Adversarially Robust Out-of-Distribution Detection Using Lyapunov-Stabilized Embeddings
Hossein Mirzaei, Mackenzie W. Mathis
TL;DR
This work tackles adversarially robust OOD detection by proposing AROS, which embeds ID and OOD data into a Lyapunov-stabilized Neural ODE framework to ensure perturbations decay toward distinct stable equilibria. AROS avoids collecting real OOD samples during training by crafting fake OOD embeddings from low-likelihood regions in the ID embedding space and leverages an orthogonal binary layer to maximize equilibrium separation. The approach yields substantial robustness gains against strong attacks (e.g., PGD and AutoAttack) across benchmarks such as CIFAR-10/100 and ImageNet, while maintaining competitive clean performance. The results demonstrate the practical impact of stability theory in neural representations for open-world detection and motivate further exploration with pretrained models and transfer learning to narrow any remaining clean-performance gap.
Abstract
Despite significant advancements in out-of-distribution (OOD) detection, existing methods still struggle to maintain robustness against adversarial attacks, compromising their reliability in critical real-world applications. Previous studies have attempted to address this challenge by exposing detectors to auxiliary OOD datasets alongside adversarial training. However, the increased data complexity inherent in adversarial training, and the myriad of ways that OOD samples can arise during testing, often prevent these approaches from establishing robust decision boundaries. To address these limitations, we propose AROS, a novel approach leveraging neural ordinary differential equations (NODEs) with Lyapunov stability theorem in order to obtain robust embeddings for OOD detection. By incorporating a tailored loss function, we apply Lyapunov stability theory to ensure that both in-distribution (ID) and OOD data converge to stable equilibrium points within the dynamical system.

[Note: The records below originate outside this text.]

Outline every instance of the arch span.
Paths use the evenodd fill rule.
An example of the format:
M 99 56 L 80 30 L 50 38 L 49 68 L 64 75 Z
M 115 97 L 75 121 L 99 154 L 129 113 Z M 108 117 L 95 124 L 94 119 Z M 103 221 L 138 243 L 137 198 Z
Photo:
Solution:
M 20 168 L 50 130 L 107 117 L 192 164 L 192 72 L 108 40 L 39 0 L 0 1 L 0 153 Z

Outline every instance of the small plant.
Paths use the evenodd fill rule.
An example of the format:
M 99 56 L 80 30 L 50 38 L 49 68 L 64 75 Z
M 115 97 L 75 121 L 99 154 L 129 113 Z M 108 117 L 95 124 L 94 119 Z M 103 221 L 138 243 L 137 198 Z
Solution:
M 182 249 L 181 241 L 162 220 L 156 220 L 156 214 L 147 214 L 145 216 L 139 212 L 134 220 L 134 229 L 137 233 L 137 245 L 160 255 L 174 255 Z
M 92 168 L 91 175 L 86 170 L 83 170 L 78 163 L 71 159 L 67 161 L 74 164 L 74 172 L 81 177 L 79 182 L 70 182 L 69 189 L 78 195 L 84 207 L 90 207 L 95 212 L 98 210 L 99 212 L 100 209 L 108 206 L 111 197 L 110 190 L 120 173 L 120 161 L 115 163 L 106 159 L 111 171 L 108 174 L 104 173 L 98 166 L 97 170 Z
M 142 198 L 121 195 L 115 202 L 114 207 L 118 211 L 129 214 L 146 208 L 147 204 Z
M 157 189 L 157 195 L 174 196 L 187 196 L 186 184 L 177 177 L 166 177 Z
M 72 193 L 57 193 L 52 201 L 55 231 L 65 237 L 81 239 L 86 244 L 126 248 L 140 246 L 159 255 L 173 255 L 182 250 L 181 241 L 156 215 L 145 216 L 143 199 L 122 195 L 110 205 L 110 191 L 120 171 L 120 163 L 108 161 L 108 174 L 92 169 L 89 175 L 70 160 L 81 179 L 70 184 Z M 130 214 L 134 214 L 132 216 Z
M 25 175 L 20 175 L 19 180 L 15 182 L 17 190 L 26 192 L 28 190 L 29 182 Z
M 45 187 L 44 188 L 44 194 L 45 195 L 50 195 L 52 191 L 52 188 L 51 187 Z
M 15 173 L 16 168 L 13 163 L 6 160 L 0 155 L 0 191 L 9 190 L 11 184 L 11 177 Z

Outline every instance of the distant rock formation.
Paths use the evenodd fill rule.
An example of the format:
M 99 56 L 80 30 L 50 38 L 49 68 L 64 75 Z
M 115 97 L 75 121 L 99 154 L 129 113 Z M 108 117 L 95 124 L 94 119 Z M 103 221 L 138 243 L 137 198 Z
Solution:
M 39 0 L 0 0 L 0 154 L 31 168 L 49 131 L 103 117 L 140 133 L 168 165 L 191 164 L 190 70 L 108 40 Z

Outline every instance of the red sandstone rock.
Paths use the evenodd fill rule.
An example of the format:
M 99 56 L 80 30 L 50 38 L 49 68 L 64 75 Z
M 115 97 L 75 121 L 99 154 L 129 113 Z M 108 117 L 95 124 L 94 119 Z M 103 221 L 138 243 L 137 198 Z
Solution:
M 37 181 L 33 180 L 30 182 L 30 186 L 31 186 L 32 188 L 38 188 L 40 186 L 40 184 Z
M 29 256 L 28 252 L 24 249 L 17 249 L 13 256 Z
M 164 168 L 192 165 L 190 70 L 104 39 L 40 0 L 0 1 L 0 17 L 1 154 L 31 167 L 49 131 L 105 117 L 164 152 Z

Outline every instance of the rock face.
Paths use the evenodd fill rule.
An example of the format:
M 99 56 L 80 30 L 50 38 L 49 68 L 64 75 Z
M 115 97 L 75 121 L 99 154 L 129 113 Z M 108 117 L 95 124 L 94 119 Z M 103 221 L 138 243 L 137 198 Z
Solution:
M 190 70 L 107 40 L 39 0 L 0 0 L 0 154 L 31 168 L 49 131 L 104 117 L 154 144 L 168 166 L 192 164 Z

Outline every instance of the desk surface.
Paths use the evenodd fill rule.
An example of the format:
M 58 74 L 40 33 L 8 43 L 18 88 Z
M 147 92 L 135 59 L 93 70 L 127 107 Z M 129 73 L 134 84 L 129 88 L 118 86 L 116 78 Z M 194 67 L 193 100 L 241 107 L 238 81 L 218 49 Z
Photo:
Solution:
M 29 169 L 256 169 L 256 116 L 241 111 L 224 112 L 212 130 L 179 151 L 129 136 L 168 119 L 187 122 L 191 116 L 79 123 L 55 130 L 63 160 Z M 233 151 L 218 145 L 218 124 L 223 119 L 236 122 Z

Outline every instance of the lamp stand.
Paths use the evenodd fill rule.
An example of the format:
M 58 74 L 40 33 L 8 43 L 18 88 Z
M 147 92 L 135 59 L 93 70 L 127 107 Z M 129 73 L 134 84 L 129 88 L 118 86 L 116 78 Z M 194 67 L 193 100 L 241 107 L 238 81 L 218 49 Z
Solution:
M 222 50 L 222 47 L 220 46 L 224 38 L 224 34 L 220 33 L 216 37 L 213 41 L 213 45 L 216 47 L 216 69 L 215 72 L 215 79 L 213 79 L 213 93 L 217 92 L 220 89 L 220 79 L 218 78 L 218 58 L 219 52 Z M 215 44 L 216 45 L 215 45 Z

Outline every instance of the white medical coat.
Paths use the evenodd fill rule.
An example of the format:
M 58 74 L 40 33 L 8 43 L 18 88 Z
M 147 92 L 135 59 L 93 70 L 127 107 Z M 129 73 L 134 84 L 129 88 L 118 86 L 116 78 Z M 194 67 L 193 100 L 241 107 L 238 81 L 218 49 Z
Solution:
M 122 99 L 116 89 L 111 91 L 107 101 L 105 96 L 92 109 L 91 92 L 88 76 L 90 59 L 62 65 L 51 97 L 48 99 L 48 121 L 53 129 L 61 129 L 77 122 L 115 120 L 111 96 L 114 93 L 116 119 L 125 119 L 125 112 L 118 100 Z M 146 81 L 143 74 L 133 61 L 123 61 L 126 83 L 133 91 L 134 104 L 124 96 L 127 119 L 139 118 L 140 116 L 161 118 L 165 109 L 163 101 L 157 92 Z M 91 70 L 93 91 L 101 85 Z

This approach encourages any perturbed input to return to its stable equilibrium, thereby enhancing the model's robustness against adversarial perturbations. To not use additional data, we generate fake OOD embeddings by sampling from low-likelihood regions of the ID data feature space, approximating the boundaries where OOD data are likely to reside. To then further enhance robustness, we propose the use of an orthogonal binary layer following the stable feature space, which maximizes the separation between the equilibrium points of ID and OOD samples. We validate our method through extensive experiments across several benchmarks, demonstrating superior performance, particularly under adversarial attacks. Notably, our approach improves robust detection performance from 37.8% to 80.1% on CIFAR-10 vs. CIFAR-100 and from 29.0% to 67.0% on CIFAR-100 vs. CIFAR-10.